Ouais. Poète, bohème (autant dire : fêtard) et aussi... ultra-marathonien.
Courir. Cette activité qui, pour beaucoup, n’est qu’une mode passagère, une fièvre éphémère qui, comme tant d’autres, apparaît et disparaît avec la légèreté d’un souffle. Cependant, pour certains d'entre nous, courir est un rituel, une affirmation de la vie, une tentative farouche de nous accrocher à la vitalité qui bat encore dans nos veines. Ce n’est pas simplement maintenir une forme physique, mais une manière de résister au temps et, au fond, la seule façon d’affronter ces démons qui nous poursuivent en silence. Maintenant, mon prochain défi : les 100 kms de la Somme, le championnat national de France d'ultra-distance, où je cherche à être sur le podium, mais aussi à briser tous les records établis par mes compatriotes vénézuéliens dans cette catégorie.
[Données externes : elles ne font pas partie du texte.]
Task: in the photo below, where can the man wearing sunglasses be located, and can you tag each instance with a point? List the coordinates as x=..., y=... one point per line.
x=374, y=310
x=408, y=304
Et c'est que ces 100 kms ne sont pas seulement une épreuve de force physique, c'est aussi une descente dans l'abîme de l'être, où chaque foulée arrache des couches de peau, révélant une vérité nue : ce que nous sommes face à l'immensité de l'humain. Courir cette distance, ce n'est pas simplement bouger les jambes, c'est plonger dans les recoins les plus sombres de l'âme, naviguant entre ombres et lumières, à la recherche de quelque chose de plus profond qui transcende l'existence elle-même.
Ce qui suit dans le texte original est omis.